(lat. sub-limen = onder de bovenste deurbalk; vandaar verheven). Nogal vaag begrip in de literaire theorie en de esthetiek, dat zowel verwijst naar een stijl of genre,als naar een soort van hogere of beklemmende schoonheid. De term gaat terug op de Peri hypsous (essay over het sublieme) van Pseudo-Longinus (eerste eeuw n.C.?). In dit betoog is het sublieme terzelfder tijd een retorische en een stilistische categorie (cf. genera dicendi*). De anonieme schrijver definieert het als “de voortreffelijkheid en opperste volmaaktheid van de redevoering” en “de weerklank van een grote ziel”, maar ook als “datgene wat het menselijke overstijgt”. Daarbij komt nog, zij het occasioneel, een kosmologische connotatie (d.w.z. de ‘verhevenheid’ van grote stromen, oceaan en vulkanen) die steeds belangrijker zal worden in de latere evolutie van het begrip (zie hieronder).
Het stilistisch aspect van het sublieme is verbonden met de ‘copia verborum’ en de ‘ornatus’* van de antieke retoriek. Sedert Quintillianus (Institutiones Oratoriae,XII, 10) onderscheidt men naast de gewone stijl (medium) een lage stijl (humile) en een hoge stijl (sublime). Deze laatste wordt gekenmerkt door kracht, omvang, grootmoedigheiden gewaagdheid. Terwijl Pseudo-Longinus nauwelijks de aandacht had getrokken op pathos* als grootheid in conceptie en in de ordening en keuze van woorden, zal de latere geschiedenis van het begrip andere accenten krijgen.
Het duurt tot het einde van de zeventiende eeuw vooraleer Peri hypsous de literaire critici en filosofen echt begint te interesseren. Katalysator van deze hernieuwde interesse is de succesrijke vertaling/bewerking (1674) van Boileau. De notie van het sublieme wordt er veeleer een esthetische categorie, d.w.z. een soort superlatief van het schone van allerlei ‘dingen’. Deze esthetische dimensie wordt versterkt in de loop van de achttiende eeuw, o.m. in het werk van John Dennis (The Grounds of Criticism in Poetry, 1704) en vooral in het beroemde A Philosophical Inquiry into the Origin of our Ideas of the Sublime and the Beautiful (1757) van de Ierse filosoof Edmund Burke. Deze laatste maakt van het schone en het sublieme duidelijk tegengestelde esthetische categorieën. Hij is het ook die de relatie legt tussen het sublieme en het afschrikwekkende in zijn uitspraak: “Whatever is fitted in any sort to excite the ideas of pain, and danger, that is to say, whatever is in any sort terrible …is a source of the sublime” (I,7).

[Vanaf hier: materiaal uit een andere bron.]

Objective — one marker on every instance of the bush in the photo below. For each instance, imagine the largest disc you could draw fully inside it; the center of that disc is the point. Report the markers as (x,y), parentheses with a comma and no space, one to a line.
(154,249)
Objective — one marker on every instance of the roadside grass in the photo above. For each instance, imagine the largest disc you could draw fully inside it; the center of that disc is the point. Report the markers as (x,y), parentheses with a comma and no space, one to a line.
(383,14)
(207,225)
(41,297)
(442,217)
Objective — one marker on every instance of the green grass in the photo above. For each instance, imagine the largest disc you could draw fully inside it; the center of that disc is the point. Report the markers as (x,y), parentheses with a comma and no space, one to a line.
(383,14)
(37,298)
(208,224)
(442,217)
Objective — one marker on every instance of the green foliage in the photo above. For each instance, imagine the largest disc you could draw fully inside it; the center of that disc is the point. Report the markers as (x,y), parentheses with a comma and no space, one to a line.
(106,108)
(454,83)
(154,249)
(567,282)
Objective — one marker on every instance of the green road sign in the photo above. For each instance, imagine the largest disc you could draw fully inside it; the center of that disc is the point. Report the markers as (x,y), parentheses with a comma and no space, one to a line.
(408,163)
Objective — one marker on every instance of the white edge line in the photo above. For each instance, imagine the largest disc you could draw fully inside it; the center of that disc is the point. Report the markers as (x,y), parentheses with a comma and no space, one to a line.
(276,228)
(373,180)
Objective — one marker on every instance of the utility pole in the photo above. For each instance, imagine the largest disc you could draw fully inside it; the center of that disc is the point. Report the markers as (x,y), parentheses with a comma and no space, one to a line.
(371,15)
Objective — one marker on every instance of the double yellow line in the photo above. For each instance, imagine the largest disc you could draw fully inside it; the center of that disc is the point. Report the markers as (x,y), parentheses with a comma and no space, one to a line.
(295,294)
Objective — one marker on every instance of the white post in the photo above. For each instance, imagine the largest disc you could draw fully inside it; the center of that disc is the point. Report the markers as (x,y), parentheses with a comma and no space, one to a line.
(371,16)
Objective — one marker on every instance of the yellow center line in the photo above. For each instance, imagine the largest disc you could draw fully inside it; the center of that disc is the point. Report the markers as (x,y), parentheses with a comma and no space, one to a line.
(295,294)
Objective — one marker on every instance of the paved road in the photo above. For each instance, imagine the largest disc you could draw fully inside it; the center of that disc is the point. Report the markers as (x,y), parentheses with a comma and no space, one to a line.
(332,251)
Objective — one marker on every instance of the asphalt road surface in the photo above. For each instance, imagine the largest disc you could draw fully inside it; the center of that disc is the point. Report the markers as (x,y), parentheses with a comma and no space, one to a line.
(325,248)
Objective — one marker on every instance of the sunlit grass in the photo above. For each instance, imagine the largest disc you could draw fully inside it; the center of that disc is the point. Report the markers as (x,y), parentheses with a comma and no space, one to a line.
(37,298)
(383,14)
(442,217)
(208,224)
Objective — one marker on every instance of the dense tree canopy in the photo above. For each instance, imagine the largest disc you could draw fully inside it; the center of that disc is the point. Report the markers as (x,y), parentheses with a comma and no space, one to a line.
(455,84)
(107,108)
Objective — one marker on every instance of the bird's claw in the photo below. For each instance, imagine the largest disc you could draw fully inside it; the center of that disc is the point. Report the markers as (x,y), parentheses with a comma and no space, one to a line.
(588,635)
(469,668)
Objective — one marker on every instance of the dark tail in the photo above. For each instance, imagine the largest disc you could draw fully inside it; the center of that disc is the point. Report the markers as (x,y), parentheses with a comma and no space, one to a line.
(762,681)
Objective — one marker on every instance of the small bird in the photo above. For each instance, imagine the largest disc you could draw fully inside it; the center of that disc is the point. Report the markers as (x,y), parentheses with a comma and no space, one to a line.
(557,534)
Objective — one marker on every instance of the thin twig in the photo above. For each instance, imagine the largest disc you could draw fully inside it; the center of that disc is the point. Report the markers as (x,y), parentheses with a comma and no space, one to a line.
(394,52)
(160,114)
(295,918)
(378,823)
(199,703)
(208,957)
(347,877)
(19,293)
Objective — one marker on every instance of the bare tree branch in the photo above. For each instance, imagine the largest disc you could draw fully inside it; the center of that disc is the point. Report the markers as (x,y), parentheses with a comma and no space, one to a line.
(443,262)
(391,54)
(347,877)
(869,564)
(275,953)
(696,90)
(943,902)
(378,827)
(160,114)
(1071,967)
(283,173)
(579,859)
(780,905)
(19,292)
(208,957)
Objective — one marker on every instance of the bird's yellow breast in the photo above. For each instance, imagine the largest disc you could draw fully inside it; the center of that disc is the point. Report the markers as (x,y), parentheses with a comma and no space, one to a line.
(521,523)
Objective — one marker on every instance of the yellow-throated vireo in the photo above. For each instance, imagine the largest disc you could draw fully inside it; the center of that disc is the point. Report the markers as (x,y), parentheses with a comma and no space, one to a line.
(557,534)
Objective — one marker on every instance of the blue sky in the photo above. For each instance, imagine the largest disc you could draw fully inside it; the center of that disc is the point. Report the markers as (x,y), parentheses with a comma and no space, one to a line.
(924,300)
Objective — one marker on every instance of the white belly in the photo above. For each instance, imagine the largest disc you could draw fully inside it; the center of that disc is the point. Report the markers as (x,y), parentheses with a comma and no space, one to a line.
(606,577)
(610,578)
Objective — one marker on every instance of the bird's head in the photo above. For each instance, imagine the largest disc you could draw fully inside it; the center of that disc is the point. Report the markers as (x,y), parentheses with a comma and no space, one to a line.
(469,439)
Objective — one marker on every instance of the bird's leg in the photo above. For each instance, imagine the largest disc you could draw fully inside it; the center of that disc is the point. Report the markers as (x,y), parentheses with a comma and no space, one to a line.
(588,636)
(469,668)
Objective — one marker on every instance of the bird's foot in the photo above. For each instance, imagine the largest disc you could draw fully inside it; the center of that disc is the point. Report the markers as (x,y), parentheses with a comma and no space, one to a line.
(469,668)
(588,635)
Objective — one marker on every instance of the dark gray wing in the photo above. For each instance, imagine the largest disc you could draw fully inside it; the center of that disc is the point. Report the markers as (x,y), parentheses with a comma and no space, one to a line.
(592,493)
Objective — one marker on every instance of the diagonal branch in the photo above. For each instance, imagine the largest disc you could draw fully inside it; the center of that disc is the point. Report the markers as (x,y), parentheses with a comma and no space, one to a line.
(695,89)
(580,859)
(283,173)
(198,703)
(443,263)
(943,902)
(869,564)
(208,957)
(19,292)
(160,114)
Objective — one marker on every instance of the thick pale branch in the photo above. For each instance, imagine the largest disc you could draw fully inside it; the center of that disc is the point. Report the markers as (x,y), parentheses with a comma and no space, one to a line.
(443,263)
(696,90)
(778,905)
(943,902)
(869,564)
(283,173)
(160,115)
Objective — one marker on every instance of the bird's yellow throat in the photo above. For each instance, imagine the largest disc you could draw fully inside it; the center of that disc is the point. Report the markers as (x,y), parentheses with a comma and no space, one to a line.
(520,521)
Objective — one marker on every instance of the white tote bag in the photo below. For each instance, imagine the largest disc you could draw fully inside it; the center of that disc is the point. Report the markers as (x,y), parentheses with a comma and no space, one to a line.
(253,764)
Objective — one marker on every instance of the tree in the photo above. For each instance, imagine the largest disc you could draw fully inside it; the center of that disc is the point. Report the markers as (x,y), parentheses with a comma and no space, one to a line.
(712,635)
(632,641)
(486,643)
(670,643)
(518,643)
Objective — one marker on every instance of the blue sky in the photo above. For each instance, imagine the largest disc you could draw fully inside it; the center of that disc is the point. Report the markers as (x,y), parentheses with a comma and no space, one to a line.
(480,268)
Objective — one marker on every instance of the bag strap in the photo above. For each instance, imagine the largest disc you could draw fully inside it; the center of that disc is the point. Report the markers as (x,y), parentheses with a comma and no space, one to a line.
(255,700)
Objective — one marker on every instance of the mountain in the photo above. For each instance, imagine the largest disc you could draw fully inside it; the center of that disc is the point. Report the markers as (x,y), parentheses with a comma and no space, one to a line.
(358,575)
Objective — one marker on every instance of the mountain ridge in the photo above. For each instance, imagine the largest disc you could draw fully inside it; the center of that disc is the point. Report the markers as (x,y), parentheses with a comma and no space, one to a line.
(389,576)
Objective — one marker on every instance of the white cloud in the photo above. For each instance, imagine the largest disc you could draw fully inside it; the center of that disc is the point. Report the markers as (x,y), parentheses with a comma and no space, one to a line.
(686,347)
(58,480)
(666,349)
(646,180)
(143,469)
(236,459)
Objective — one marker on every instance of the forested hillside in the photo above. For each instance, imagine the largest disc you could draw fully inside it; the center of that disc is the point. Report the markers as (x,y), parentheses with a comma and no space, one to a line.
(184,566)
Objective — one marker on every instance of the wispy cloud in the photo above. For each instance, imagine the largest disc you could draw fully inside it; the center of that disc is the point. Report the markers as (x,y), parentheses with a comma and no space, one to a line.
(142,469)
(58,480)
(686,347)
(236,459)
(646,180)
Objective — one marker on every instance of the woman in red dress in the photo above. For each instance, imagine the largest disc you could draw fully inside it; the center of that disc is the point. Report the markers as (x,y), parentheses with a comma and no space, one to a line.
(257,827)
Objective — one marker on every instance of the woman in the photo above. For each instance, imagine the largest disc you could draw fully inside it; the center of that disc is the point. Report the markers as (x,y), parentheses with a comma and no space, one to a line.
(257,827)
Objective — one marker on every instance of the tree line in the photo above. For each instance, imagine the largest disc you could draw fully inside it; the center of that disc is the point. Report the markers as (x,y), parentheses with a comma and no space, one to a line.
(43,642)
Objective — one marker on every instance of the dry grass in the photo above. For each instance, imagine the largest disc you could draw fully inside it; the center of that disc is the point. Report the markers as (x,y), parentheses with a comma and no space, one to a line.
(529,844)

Deze expliciete verbinding tussen het sublieme en het afschrikwekkende zal zich duidelijk manfesteren in de gothic novel* aan het einde van de eeuw. I. Kant (Beobachtungen über das Gefühl des Schönen und des Erhabenen (1764) en Kritik der Urteilskraft (1790)) heeft de scherpe hoeken wat afgerond, maar het principe van (grens)overschrijding (het onmetelijke, het absolute) heeft zich doorgezet tot in de idee van het niet-repesenteerbare. Het sublieme kent in deze zin een soort spanning tussen het gevoel van kleinheid (van het subject) en dat van onmetelijkheid (van het object), tussen de grens van de concrete representatie en de onbegrensdheid van de geest. Deze idee van het niet-representeerbare (onvoorstelbare) werd aan het einde van de twintigste eeuw, in de context van het postmodernisme, opgenomen door J.F. Lyotard in wat hij noemt ‘le différend’, d.w.z. dat (quid) wat onderdrukt is, zowel als dat (quod) wat niet representeerbaar is (Le Différend, 1982, 205-06). Het sublieme is aldus een metafoor geworden van de confrontatie met een niet voor te stellen grenservaring.
Literatuur: S.H. Monk, The Sublime. A study of critical theories in XVIII-century England, 1935.T.A. Litman, Le sublime en France (1660-1715), 1971. J.-F. Lyotard, ‘Presenting the Unpresentable: The Sublime’ in Artforum, 1982, pp. 64-69. Themanummers New Literary History, 1985 en Revue d’histoire littéraire de la France, 1986.B. Saint Girons, ‘Sublime’ in Dictionnaire de genres et de notions littéraires, 1997, pp. 757-770. H. van Gorp, ‘The Sublime and the Beautiful in the Gothic Novel’ in A.M. Musschoot & J. Pieters, Het sublieme, het alledaagse (ALW-cahier 22), 2000. D. Till, Das doppelte Erhabene. Eine Argumentationsfigur von der Antike bis zum Beginn des 19. Jahrhunderts, 2006.